Some of the stories that stand out include Chris Cooper’s nervous playing of a husband, whose wife (Robin Wright Penn) talks dirty to him outside a restaurant, while each pretends not to know the other; Eli Wallach’s touching depiction of a fractious and affectionate relationship he has to his equally irritable wife of 63 years (Cloris Leachman); and the attraction of a suicidal, aging opera singer (Julie Christie) to a disabled bellhop (Shia LaBeouf) in a faded luxury hotel. Each of the episodes packs a surprise ending, and aims to provide insights that have personal meaning. The basic problem with the movie as a whole is that it remains a set of individual pieces, which are integrated too loosely. The emotion of love, no matter how complex, cannot depict what characterises the city’s vibrancy. Only at times, does the film reflect the reality of survival in New York, and capture the marvellous feeling of the pride that New Yorkers have in an all-encompassing city from which many of them can’t escape. New York is not a city of people who necessarily love, or even like, each other, but it is a city of people commonly bonded in an environment that energizes them, and makes the city in which they live a place of wonder.

The army of writers, directors and actors in the movie doesn’t consistently communicate the range of feelings and emotions that New York engenders, but there are “moments” in the film about life in New York, which are full of tenderness, oddness, and humanity. The lives of people in this movie do occasionally reflect the city’s distinctive sense of togetherness. New York is not a sexy, romantic city for all who live there, despite the fact that the movie suggests it is. Social issues like race nearly always are kept off-camera, and the cast plays only at the edges of the city’s problems.
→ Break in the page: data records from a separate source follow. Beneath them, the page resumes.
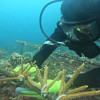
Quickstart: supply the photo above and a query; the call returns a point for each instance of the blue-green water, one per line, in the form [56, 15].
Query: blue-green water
[19, 20]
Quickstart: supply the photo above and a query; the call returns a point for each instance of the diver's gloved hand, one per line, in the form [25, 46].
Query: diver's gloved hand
[90, 50]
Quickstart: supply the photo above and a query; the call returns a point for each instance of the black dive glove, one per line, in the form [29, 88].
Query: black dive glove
[90, 50]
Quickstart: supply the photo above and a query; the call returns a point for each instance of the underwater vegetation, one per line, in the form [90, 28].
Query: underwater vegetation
[46, 89]
[2, 51]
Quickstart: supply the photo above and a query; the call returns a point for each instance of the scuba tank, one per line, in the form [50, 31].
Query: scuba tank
[40, 23]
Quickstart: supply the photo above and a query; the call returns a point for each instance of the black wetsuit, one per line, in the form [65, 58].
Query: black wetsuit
[90, 78]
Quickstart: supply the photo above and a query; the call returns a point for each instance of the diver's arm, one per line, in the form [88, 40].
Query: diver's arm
[48, 47]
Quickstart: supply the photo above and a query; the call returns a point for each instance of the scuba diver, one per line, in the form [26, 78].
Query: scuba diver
[78, 29]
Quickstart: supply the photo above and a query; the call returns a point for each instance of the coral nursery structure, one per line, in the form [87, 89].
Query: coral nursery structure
[64, 92]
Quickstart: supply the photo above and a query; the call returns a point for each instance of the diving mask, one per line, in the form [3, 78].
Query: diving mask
[82, 33]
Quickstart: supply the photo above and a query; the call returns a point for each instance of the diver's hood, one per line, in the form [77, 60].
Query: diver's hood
[80, 11]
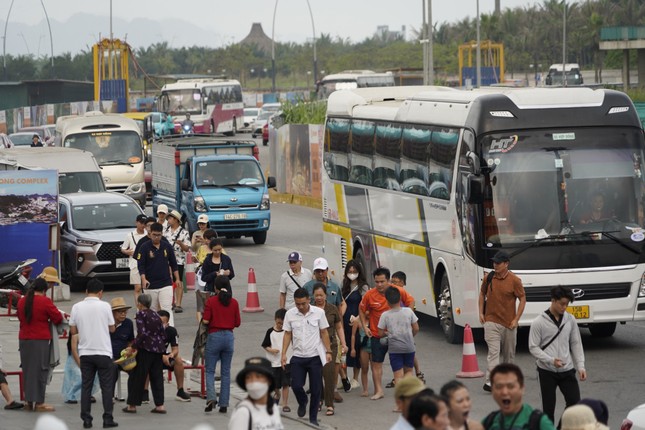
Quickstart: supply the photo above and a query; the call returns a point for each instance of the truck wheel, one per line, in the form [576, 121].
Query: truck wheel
[452, 332]
[260, 237]
[602, 329]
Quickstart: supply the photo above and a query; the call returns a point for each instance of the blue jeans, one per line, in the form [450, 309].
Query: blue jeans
[219, 347]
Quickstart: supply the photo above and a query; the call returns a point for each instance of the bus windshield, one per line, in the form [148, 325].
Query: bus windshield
[108, 147]
[557, 185]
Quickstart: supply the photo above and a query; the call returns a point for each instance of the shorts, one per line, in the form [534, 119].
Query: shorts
[378, 350]
[202, 297]
[135, 277]
[282, 377]
[399, 360]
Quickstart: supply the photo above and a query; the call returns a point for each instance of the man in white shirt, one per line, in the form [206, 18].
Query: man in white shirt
[93, 321]
[293, 279]
[306, 326]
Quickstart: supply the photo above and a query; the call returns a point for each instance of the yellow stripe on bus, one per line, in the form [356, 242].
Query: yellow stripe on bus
[397, 245]
[340, 203]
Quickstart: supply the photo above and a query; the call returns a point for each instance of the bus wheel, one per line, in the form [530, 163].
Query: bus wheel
[260, 237]
[453, 333]
[602, 329]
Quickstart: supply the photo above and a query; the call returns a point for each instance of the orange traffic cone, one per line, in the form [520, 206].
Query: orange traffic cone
[252, 298]
[190, 271]
[469, 366]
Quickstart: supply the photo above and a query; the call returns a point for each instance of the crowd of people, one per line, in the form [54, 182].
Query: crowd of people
[322, 332]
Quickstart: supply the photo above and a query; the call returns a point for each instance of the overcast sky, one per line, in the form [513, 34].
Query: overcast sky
[229, 21]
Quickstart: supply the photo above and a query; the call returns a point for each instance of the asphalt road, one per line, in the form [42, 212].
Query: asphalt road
[613, 365]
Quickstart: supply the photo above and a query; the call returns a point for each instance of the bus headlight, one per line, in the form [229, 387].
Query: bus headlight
[136, 188]
[200, 205]
[266, 203]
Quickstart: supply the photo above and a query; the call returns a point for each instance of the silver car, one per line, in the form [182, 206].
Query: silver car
[94, 226]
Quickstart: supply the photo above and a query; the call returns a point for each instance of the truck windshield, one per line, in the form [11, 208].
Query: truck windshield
[222, 173]
[182, 102]
[547, 184]
[104, 216]
[108, 147]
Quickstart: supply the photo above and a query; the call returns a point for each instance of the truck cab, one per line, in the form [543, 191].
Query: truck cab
[222, 179]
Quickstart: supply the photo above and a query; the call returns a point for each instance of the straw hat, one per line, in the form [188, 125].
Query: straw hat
[119, 303]
[50, 274]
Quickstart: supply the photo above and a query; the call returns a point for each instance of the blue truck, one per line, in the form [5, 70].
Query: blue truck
[220, 178]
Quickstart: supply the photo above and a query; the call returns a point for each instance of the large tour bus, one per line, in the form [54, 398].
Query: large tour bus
[434, 181]
[214, 105]
[351, 79]
[116, 143]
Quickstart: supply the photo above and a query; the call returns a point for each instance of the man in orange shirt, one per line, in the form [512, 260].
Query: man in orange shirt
[373, 305]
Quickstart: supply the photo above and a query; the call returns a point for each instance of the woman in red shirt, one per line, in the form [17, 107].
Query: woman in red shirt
[35, 312]
[221, 315]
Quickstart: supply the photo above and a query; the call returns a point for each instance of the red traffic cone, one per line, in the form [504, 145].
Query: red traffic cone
[252, 298]
[469, 366]
[190, 271]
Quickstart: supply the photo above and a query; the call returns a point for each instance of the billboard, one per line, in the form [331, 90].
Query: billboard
[28, 206]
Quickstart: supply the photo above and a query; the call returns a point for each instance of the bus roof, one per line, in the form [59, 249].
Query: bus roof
[453, 107]
[95, 121]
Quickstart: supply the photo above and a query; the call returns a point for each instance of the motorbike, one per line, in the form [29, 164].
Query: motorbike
[14, 275]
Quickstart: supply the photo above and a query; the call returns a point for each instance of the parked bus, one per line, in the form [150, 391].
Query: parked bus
[214, 105]
[350, 79]
[457, 176]
[115, 141]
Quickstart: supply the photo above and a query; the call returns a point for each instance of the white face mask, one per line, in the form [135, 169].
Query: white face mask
[257, 389]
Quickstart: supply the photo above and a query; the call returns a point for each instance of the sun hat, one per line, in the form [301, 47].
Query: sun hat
[408, 386]
[320, 264]
[580, 417]
[119, 303]
[50, 274]
[256, 364]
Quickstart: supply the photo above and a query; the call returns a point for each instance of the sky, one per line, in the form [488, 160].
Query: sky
[225, 22]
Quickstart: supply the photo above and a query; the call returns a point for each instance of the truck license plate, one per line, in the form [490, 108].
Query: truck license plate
[235, 216]
[579, 312]
[122, 263]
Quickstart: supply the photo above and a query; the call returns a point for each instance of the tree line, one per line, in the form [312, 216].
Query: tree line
[532, 35]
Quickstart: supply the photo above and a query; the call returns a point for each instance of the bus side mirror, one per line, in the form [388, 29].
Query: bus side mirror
[475, 189]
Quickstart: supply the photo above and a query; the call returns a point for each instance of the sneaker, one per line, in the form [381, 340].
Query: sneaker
[347, 386]
[182, 396]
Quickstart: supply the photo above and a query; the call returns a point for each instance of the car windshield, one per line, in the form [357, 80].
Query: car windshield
[108, 147]
[228, 173]
[104, 216]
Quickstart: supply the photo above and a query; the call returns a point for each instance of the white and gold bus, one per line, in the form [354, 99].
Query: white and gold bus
[434, 181]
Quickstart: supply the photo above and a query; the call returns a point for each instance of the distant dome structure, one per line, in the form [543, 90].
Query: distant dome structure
[258, 38]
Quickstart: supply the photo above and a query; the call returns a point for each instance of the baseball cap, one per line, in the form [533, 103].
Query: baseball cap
[320, 264]
[408, 386]
[294, 256]
[501, 257]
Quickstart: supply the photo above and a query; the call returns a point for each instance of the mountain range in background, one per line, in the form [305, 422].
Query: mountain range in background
[81, 31]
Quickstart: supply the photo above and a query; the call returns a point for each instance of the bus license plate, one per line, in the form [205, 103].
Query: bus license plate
[122, 263]
[234, 216]
[579, 312]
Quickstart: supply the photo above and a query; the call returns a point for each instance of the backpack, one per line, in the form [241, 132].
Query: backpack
[534, 419]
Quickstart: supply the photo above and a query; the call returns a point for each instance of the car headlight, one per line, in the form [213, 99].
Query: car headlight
[137, 188]
[200, 205]
[266, 202]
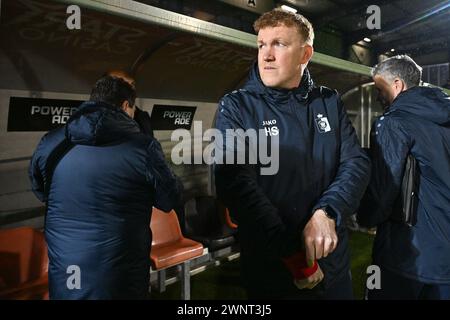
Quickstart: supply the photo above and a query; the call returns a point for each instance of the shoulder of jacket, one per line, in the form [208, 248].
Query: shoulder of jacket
[233, 101]
[327, 92]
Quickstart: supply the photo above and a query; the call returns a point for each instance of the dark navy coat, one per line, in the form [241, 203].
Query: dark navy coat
[417, 122]
[100, 202]
[319, 166]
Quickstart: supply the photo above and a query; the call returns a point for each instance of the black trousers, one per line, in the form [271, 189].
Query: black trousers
[397, 287]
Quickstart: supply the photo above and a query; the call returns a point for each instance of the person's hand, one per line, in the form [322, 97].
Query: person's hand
[319, 236]
[311, 281]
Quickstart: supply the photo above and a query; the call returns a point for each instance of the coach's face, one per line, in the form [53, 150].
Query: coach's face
[282, 56]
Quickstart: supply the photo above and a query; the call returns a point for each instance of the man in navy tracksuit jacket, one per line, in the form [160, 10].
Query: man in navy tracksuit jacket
[100, 198]
[414, 260]
[322, 172]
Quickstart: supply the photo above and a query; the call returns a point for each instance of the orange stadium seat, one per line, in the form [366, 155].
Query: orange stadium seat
[23, 264]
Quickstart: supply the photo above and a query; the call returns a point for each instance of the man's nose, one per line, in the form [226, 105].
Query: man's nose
[268, 54]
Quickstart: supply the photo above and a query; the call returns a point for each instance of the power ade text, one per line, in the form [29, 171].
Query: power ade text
[59, 115]
[181, 117]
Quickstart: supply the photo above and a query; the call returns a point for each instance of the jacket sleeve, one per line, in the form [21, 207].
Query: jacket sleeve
[167, 187]
[238, 189]
[36, 175]
[37, 168]
[389, 149]
[352, 177]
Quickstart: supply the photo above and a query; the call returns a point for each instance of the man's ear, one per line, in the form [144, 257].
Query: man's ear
[399, 86]
[307, 55]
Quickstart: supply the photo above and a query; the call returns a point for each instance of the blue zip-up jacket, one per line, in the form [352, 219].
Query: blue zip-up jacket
[417, 122]
[99, 204]
[318, 167]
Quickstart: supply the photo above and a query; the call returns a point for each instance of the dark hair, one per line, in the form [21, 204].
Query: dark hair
[114, 91]
[400, 66]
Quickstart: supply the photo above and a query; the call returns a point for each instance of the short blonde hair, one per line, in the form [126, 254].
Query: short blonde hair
[278, 17]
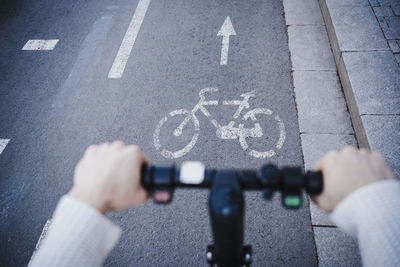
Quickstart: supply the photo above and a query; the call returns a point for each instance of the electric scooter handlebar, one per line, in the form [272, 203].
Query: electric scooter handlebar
[161, 181]
[226, 200]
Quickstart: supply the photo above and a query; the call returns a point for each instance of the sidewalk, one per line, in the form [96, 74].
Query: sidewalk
[365, 39]
[324, 120]
[346, 76]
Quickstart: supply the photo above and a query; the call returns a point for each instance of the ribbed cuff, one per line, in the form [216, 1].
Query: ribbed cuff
[79, 217]
[79, 235]
[366, 205]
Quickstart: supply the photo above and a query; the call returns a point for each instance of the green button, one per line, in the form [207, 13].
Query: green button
[292, 201]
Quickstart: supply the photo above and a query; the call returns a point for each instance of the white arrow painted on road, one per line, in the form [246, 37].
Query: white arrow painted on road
[226, 31]
[3, 144]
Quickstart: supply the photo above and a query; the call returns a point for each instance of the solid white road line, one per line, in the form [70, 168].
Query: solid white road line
[3, 143]
[40, 44]
[125, 49]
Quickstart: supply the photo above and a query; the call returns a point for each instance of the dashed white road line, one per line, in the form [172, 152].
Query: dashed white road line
[42, 236]
[40, 44]
[125, 49]
[3, 143]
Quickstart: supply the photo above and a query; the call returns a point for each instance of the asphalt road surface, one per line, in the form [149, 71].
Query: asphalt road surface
[54, 103]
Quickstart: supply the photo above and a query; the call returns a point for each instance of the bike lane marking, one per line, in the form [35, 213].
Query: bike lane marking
[224, 132]
[40, 44]
[226, 31]
[125, 49]
[3, 144]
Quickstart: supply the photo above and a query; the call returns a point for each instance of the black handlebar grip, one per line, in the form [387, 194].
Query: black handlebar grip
[145, 178]
[314, 183]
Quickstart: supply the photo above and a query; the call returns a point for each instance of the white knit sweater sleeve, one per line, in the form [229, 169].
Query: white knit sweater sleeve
[79, 235]
[372, 215]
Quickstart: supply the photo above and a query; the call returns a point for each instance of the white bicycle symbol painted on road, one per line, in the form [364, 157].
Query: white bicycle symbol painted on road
[225, 132]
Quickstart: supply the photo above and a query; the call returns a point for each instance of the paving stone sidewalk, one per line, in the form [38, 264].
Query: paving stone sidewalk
[365, 39]
[324, 120]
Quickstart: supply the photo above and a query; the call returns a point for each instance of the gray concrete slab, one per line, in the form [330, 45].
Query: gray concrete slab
[176, 53]
[303, 12]
[316, 146]
[391, 27]
[383, 133]
[375, 80]
[336, 248]
[309, 48]
[346, 3]
[356, 29]
[383, 11]
[320, 103]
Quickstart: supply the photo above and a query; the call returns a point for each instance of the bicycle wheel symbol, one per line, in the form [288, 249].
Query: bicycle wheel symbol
[282, 134]
[177, 133]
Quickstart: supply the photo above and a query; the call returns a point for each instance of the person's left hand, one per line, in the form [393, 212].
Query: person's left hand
[108, 177]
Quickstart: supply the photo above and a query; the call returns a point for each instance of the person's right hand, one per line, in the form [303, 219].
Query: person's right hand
[346, 171]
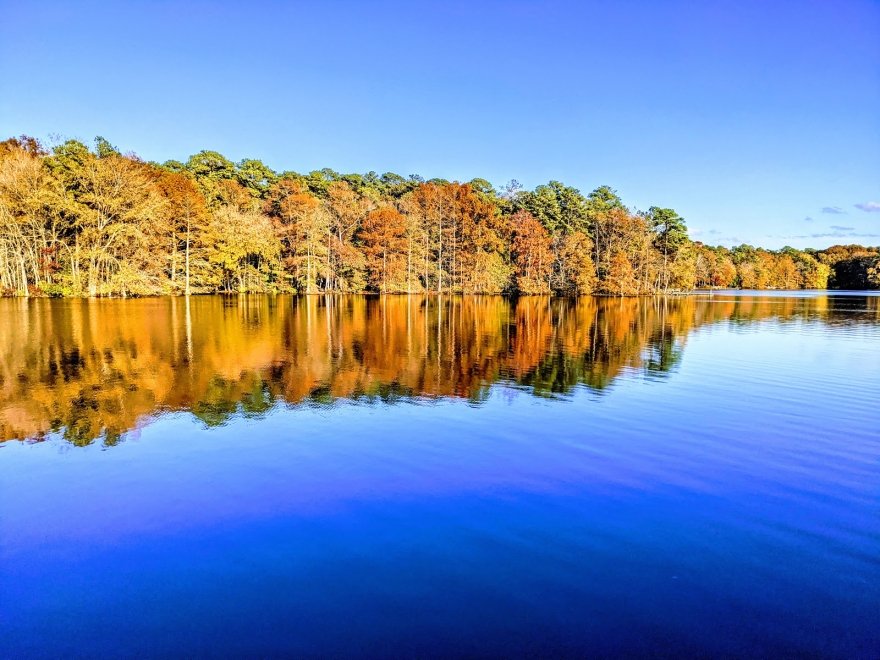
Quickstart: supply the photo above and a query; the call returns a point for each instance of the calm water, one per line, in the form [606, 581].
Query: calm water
[270, 476]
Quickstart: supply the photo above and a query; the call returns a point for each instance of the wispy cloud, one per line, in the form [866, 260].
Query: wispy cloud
[837, 233]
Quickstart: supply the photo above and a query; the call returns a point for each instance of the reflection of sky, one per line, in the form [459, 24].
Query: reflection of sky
[754, 463]
[734, 393]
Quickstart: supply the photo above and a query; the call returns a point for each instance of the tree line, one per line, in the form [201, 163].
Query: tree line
[80, 221]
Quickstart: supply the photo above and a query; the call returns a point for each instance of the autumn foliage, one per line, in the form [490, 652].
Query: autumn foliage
[76, 221]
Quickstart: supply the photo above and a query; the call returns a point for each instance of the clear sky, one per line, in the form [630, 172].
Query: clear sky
[759, 121]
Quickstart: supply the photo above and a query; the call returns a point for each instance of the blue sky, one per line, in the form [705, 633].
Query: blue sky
[758, 121]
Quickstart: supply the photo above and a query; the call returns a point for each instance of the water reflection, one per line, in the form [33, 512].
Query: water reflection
[95, 369]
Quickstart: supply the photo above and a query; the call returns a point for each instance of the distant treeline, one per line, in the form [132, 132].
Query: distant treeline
[76, 221]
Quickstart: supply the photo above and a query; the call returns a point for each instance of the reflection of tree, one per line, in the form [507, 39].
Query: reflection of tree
[93, 370]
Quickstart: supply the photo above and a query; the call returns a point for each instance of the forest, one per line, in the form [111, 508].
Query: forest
[80, 221]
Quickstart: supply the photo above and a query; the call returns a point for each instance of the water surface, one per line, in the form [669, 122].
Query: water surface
[424, 476]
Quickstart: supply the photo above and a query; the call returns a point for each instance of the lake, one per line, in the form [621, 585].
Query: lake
[411, 476]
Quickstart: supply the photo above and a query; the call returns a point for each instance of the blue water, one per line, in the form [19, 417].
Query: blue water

The 11 directors in the film are artistically and culturally very diverse, and New York manages to look the same to a lot of them, but not all. Some episodes struggle to reflect the city’s mood, while others capture it just right (those, for example, directed by Shekhar Kapur, Joshua Marston, and Brett Ratner) .

Although the character of New York remains elusive in the movie a whole, the film provides an entertaining look at a marvellously diverse city. Central New York and its surrounds are photographed well, and the differences in style of the 11 directors are interesting to observe.

This movie asks you to spot an actor you know, and a wide variety of surprise endings delivers a number of very effective punches. Some stories also contain humorous elements that will be enjoyed. The film’s main appeal, however, is romantic, and the movie borrows much more heavily from fantasy, than it does from reality.